It’s ever-so high-tech getting in. Laser readers spot my badge a mile off and my mug shot appears on screens all around me (all the better for others to appreciate my rugged western features, I guess!) as I enter through a scanning arch and place my bag on an X-ray machine conveyor, only then to have a uniformed floozy run her hands over my rippling muscled torso in search of whatever it is that unformed floosies are trained to search for.
There are four halls (or one hall with four zones, if one wants to be pedantic) featuring stands from regions all over China as well as stands from some overseas countries (including GB, naturally, which gives Vince Cable – the British Secretary of State for Business, Innovation and Skills since 2010 – a good reason to go off on yet another publicly funded junket).
It is midday and the place is hardly heaving at the seams, which perhaps makes a nice change from other trade exhibitions where you have to fight for your own piece of real estate. I have two hours before the British presentation starts. Plenty of time to give the place the once over…

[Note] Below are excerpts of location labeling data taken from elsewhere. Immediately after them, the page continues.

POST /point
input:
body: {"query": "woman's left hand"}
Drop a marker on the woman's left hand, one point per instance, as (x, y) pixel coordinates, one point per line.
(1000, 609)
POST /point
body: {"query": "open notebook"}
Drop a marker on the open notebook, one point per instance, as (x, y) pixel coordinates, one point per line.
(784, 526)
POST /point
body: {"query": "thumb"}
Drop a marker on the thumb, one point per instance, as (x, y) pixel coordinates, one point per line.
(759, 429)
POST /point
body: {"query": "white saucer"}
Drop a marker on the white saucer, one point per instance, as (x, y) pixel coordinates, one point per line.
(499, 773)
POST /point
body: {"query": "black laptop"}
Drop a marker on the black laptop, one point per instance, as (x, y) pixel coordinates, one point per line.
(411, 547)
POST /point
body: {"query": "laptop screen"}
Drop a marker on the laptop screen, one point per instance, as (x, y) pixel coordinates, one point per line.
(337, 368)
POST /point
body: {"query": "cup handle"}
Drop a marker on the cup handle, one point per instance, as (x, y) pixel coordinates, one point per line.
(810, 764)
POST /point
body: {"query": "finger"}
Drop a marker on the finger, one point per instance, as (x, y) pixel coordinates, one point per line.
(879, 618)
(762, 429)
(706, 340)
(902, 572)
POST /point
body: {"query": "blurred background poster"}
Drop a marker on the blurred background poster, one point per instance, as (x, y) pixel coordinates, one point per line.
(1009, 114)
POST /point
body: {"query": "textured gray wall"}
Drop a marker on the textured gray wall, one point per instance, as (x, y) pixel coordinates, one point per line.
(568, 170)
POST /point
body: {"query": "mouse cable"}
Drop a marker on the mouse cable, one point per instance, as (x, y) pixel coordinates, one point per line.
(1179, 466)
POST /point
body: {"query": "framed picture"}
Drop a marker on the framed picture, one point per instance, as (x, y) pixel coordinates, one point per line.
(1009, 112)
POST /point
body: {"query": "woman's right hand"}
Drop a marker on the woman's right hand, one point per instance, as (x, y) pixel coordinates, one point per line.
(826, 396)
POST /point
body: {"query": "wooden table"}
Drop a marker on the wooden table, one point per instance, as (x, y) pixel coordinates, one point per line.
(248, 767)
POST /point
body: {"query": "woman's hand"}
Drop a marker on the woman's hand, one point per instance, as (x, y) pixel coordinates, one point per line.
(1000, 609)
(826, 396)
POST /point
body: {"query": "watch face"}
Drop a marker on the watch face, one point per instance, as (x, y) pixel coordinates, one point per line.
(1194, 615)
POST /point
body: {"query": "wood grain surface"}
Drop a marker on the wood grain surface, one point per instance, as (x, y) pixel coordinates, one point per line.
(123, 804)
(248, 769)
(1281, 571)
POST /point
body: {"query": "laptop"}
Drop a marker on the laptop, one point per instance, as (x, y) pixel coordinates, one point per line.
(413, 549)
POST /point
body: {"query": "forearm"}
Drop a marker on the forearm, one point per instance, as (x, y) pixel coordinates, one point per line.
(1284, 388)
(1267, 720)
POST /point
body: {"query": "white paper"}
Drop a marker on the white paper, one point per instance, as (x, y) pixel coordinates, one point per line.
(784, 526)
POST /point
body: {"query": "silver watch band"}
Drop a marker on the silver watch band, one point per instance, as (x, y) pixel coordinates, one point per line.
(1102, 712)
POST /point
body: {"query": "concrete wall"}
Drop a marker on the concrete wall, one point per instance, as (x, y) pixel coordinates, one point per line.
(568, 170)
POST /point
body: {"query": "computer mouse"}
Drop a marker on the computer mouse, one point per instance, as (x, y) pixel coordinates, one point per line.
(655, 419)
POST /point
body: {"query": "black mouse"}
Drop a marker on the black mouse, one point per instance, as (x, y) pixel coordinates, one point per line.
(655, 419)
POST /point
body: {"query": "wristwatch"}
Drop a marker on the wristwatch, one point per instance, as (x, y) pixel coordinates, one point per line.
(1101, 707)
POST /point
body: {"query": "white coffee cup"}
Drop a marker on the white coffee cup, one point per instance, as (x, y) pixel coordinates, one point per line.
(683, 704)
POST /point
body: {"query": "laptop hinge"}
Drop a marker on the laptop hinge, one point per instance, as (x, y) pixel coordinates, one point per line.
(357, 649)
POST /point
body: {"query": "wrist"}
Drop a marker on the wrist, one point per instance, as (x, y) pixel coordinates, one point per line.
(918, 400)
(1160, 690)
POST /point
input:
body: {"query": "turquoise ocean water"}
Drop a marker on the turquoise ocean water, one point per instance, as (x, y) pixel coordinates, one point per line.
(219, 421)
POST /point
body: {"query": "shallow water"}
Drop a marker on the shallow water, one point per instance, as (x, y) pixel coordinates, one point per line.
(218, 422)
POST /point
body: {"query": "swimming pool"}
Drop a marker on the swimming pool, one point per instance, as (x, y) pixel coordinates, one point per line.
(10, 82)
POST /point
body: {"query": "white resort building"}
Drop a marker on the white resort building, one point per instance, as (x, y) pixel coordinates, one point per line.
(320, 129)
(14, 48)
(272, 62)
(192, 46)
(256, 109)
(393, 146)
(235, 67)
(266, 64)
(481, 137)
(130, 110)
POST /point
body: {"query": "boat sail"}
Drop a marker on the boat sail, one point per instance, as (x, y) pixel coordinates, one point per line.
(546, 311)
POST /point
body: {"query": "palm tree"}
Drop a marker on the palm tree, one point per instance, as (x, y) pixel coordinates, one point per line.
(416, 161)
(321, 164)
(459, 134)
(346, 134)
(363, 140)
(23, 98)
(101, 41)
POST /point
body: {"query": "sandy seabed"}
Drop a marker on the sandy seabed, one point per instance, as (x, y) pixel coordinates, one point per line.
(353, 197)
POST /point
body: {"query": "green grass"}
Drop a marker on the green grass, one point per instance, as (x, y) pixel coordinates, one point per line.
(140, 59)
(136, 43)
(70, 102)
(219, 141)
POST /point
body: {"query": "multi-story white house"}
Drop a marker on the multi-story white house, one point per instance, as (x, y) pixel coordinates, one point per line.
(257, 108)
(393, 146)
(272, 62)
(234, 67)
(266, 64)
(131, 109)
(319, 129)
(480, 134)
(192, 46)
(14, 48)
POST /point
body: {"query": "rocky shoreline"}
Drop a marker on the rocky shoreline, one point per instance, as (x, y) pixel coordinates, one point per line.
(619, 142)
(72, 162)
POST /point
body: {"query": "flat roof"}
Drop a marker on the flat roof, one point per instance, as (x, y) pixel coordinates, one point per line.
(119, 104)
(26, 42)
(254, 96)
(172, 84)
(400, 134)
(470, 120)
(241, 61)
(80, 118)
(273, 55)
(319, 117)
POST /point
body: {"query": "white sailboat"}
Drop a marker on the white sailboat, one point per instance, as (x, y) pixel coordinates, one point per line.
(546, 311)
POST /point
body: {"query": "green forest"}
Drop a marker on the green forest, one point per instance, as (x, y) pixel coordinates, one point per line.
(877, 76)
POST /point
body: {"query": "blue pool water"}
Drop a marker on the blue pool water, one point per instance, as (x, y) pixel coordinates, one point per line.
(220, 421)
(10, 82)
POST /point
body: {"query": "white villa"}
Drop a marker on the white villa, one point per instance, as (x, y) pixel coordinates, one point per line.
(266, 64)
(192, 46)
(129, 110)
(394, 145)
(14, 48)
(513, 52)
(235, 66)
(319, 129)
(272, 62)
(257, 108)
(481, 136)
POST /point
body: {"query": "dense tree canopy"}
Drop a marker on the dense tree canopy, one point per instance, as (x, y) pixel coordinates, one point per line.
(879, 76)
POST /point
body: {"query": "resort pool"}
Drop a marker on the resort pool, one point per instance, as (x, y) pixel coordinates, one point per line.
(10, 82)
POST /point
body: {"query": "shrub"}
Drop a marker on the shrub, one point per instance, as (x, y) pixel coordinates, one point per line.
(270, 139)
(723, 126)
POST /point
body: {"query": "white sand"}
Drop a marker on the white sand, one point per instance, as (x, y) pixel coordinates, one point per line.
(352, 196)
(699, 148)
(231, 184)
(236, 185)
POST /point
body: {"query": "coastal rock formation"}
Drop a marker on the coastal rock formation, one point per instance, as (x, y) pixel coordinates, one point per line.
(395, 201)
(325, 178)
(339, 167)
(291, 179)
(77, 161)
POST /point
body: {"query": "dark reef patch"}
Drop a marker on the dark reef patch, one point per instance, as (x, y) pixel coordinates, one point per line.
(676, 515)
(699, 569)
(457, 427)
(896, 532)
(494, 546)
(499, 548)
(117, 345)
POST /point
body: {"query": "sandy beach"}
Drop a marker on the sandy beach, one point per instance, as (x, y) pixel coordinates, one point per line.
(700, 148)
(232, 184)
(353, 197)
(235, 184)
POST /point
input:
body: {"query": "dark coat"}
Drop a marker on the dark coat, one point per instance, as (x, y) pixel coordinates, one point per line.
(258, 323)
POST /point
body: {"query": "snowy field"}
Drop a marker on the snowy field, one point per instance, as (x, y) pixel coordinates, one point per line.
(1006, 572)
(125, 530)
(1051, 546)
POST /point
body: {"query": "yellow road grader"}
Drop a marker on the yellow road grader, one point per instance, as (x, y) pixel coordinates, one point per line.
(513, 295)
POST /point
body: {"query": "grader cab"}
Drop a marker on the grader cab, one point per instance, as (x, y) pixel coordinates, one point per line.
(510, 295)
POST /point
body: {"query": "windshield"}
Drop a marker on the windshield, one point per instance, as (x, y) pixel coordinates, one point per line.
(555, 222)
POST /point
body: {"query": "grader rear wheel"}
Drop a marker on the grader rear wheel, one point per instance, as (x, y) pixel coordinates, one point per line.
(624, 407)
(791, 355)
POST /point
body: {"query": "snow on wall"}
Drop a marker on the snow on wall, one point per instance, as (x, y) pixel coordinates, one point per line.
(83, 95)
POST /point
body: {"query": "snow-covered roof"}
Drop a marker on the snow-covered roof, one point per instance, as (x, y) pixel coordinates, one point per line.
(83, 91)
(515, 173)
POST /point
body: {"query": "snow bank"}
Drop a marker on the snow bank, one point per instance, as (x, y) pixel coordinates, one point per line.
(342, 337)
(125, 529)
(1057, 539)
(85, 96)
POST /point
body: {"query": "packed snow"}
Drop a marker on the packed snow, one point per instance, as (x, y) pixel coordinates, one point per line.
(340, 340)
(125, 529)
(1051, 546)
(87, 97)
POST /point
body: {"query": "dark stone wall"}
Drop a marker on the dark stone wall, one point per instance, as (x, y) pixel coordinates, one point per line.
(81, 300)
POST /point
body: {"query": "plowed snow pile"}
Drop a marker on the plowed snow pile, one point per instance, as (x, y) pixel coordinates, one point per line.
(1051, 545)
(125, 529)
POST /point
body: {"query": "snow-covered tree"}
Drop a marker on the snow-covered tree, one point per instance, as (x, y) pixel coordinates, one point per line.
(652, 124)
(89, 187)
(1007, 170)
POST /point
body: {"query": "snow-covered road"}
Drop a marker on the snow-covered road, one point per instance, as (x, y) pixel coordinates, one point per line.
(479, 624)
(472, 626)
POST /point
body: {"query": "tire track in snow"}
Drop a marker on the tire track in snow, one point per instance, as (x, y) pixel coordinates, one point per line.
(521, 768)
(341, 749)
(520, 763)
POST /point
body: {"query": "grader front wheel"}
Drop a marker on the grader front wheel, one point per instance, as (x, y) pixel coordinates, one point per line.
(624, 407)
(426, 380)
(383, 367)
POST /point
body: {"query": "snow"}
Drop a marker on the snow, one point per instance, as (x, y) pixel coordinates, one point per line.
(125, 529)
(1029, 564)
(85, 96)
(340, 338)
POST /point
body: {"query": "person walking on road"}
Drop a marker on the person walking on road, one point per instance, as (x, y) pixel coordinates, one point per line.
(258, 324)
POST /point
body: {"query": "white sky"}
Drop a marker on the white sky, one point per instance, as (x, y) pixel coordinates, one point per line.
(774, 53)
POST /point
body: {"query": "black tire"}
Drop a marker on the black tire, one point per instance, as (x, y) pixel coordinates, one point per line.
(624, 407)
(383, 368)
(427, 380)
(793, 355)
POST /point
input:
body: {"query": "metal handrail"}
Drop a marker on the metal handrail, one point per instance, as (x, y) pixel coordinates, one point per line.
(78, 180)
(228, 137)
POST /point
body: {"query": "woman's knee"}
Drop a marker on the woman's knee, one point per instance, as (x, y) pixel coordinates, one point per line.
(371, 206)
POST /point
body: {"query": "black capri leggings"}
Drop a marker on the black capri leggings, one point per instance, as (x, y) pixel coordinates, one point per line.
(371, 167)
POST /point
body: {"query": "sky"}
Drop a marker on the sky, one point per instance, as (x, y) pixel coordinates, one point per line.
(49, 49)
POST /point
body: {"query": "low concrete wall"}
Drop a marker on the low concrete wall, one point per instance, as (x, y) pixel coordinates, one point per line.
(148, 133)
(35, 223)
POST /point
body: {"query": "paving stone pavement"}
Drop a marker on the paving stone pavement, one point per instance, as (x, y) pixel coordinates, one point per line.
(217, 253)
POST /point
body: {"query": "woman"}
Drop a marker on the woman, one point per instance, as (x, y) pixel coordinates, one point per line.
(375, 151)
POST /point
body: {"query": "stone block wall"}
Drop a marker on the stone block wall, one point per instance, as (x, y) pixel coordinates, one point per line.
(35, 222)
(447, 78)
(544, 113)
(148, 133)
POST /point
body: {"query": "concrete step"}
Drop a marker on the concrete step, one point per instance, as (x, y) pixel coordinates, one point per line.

I find myself in front of the Qinghai stand where there are endless Buddhist pictures stacked up attracting zero attention from the few passers by. Qinghai, BTW, for those who are as ignorant as your favourite blogger, is a province in the northwest of China that for centuries was part of Tibet, and was incorporated into China at the beginning of the 18th century, only becoming a Chinese province in 1928.
Just around the corner is the HuBei stand which features a grand piano and a few posters. But perhaps the pianist has stage fright; or maybe he is afraid of waking anyone up. Either way he desists from tickling the ivories for the entire afternoon – which is a pity given the overall lack of almost anything worth while to look at in the exhibition hall.
Shandong hovers next into view. “Open, innovative, pragmatic and for the people” screams a slogan on the far wall. But with no one on the stand and some boring looking posters hardly inviting one to take the trouble to find out more, I remain in my blissful state of ignorance and quickly move on.
“Chengdu, Can do” is the next snappy slogan to catch my eye. But alas the only Can-do activity on display is a bored looking official, yacking away into his phone. I decide that Chengdu, like Shandong, can also remain on my list of places I remain blissfully ignorant about.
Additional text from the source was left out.